Conjugates, the products of phase II metabolism:
  • are highly polar.
  • are generally biologically inactive. (The exception is morphine glucuronide, which is a more potent analgesic compared to the parent compound.)
  • tend to be rapidly excreted in the urine.
  • are more likely excreted in the bile if they have a high molecular weight compound attached. The conjugate bond may be cleaved by intestinal flora with the parent compound released back to the systemic circulation. This process, known as "enterohepatic recirculation," results in delayed parent drug elimination and a prolongation of drug effects.
The products of phase II conjugation reactions have increased molecular weights and are usually inactive and less toxic. The conjugated products are very water soluble and can be quickly eliminated by the kidneys.
Most of the transferases are located in the cytosol of cells, but UDP-glucurony transferase is located in microsomes (a small particle found within the cytoplasm of a cell). Microsomes consist of fragmented endoplasmic reticulum to which ribosomes are attached. Glucuronides are secreted in the bile and eliminated in the urine.
Glucuronidation is the most important phase II reaction. Glucuronic acid has several hydroxyl functional groups and a carboxylic acid functional group that makes it highly polar and very water soluble. Glucuronic acid conjugations are catalyzed by UDP- glucuronyl transferase. An example is the conjugation of glucuronic acid to morphine by UDP glucuronyl transferase to produce the metabolites morphine-6-glucuronide and morphine-3-glucuronide. Other examples of drugs that are conjugated by UDP-glucuronyl transferase are acetaminophen, codeine, naloxone (a medication used to block the effects of opiate overdose), temazepam (a benzodiazepine used to treat insomnia), the tricyclic antidepressants amitriptyline and imipramine, meprobamate, and the beta blocker propranolol. In addition, endogenous substances such as bilirubin, progesterone, testosterone, and thyroxine are conjugated by UDP-glucuronyl transferase.

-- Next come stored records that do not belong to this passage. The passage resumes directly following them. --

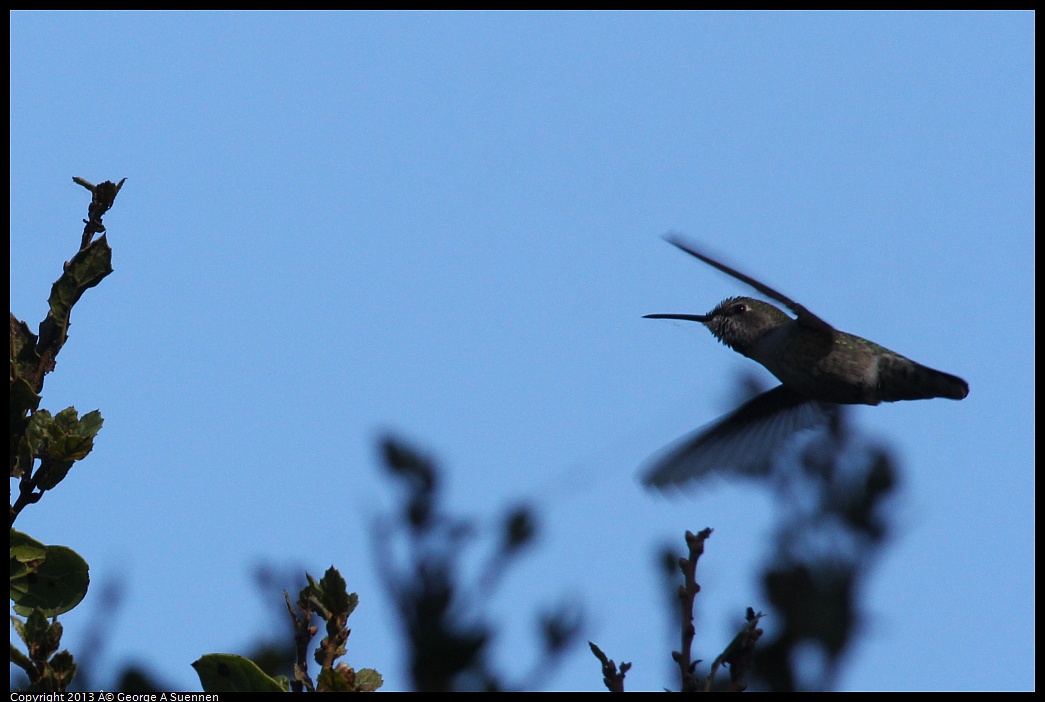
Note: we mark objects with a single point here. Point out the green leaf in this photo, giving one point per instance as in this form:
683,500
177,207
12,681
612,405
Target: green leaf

Examples of substrates conjugated by sulfotransferases are minoxodil and dopamine.
Methylation and acetylation are two reactions that are contradictions to the notion that metabolism creates products that are more water soluble and unmasks functional groups that might be conjugated by other enzymes. Instead, these two reactions can decrease water solubility and mask functional groups that could have been conjugated. They can also create metabolites that are more toxic. An example is the acetyl metabolites of some of the sulfonamides. These metabolites are insoluble in urine and can precipitate out to form crystals in the urine.